# Charge my 24 volt system



## Dennis1022 (Aug 1, 2010)

*Well I have a Minn Kota 70# Edge bow mount foot contol. My problem is should disconnect wires or can I charge the batteries together with my charger? This is my set up diagram system>




. Also another thing running my cable down the shaft for my transducer, I have already tried wire ties, when I raise the T/M it pinches the wire and almost cuts he wire.
Dennis *


----------



## huntinfool (Aug 1, 2010)

I have a 24v system too and I only know of disconnecting the wire between the batteries and charging them individually. If there is another way I am interested in learning. 

As for the transducer wire I have mine mounted on my TM too and I don't have any problem with the wires being pinched. Have you tried to re routing the wires? I have mine mounted on the shaft with wire ties. I made sure when I ran my wires it was in the stowed position and kept the wires away from the bracket. 
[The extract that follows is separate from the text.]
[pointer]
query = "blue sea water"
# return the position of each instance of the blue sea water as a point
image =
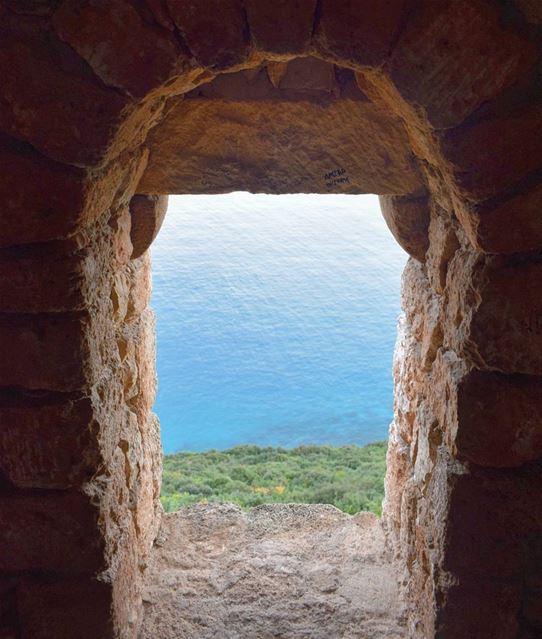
(276, 320)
Can you post a pic of the problem and maybe we can see a solution?


----------



## Dennis1022 (Aug 1, 2010)

*I agree with you about the batteries, I charged them by discnnecting the wires like you stated. As for the transducer wire, I have the motor in the storage position and I put wire ties from the motor to the adjusting ring. I found out one thing don't undue the ring onthe shaft. The motor position gets messed up for some reason! I'll try to get some photos later on, just little wet out there!
Dennis *


----------



## redbug (Aug 1, 2010)

Are you using a single bank charger? 
you can get a 2 bank charger and not worry about disconnecting the jumper wire


----------



## Dennis1022 (Aug 1, 2010)

* believe it is a single bank charger.What I do know is, it has 2 amp, 6 amp & 12 amp charger!
Dennis *


----------



## bassboy1 (Aug 2, 2010)

You don't have to disconnect them, even with a single charger. Just put the leads on the positive and negative of the same battery. When that one is done, put the leads on the positive and negative of the other battery. Because the circuit is completed with only one battery, the other one doesn't come into play. 

As such, you can still pull 12 volts to run accessories off a 24v system. Just pull a positive and negative from one battery. 

A two bank charger will have two sets of charging leads coming out of it - hook one set to one battery, and another set to the other. 

As far as the transducer, I usually run all of them up the foot control cable, as opposed to the mount. At the point where the solid shaft meets the moving shaft, just give enough slack to allow the motor to turn fully in both directions, and put a piece of heat shrink at that spot.


----------



## Dennis1022 (Aug 2, 2010)

*Thanks bassboy1 and everyone else. I had fixed the transducer that way with wire ties and made sure they don't move. As for the batteries, that is just what I done last night. Went fishing this morning and used the motor after I charge it all day. But that thank you all.
Dennis*


----------